A year on: the pace of change
In this series Matt Leach, chief executive of Local Trust, reflects on what he has learned from Big Local Communities after being a year in post
It wouldn’t be fair to assume that Big Local is always straightforward and easy. As much as £1m can make a huge difference to what an area can achieve, it can also make huge demands on those giving time and energy to make it work.
Since I visited them, Barnfield Big Local has had to deal with challenges and conflict. Wargrave Big Local has had to work hard to reconcile very different views on the extent to which resources should be spent on celebrating, as much as moving on from their heritage. But part of what makes Big Local special is that there is the time and patience to accept that this is an element of any community’s life, and work with them to find positive ways forward.
A couple of weeks ago, I travelled up to the Wirral to present ‘Heart of the Community’ awards to some fantastic local heroes. It was the second time in a year I’d been to visit Beechwood, Ballantyne and Bidston Village Big Local, a partnership that has achieved huge amounts in the last twelve months.
When I arrived Linda Finn, co-chair of the partnership, was busy in the kitchen of the still newly-acquired community centre preparing soup, curry and rice to feed the expected crowds. In the main hall, worker Karl Rooney handed me a script and timetable planned with military precision.
"A fitting end to a year which, for me, had relentlessly highlighted the incredible potential of local people to make a difference to the places they live."

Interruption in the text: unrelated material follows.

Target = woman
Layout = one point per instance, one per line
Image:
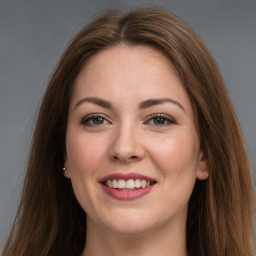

Both were justly proud of what had been achieved since my last visit in March 2017. The community centre, which had previously been locked up and unused now felt vibrant. It wasn’t just fresh paint – a new soft play area had been installed with Big Local funding, helping to bring local mums together in the new community café.
Elsewhere on the estate, the hairdresser set up with Big Local funds to bring new life to the previously deserted estate shopping parade was doing well and the Community Larder continued to provide a vital service to local residents.
Not to mention the entire estate had won Best Village in this year's Northwest In Bloom – an unprecedented achievement for a social housing estate perched close to the M53 on the outskirts of Birkenhead.
As we approached the start of the ceremony there were some nerves. Although they’d had a major coup in securing local sporting hero, WBC International and Commonwealth Lightweight Champion Sean ‘Masher’ Dodd as the special guest at the awards, not all the seats were full. But then, as the lights dimmed, a surge through the doors saw the venue rammed to honour the people who really made a difference to their local area. From brave young carers to tireless organisers to incredible volunteers, the evening was a celebration of the best of the community. A fitting end to a year which, for me, had relentlessly highlighted the incredible potential of local people to make a difference to the places they live.
Over the last year, I’ve been privileged to be allowed to share in a small way some of the astonishing stories and amazing achievements of local people, brought together by the Big Local programme. Over the coming year, we’ll be aiming to share more of them, and as widely as we can.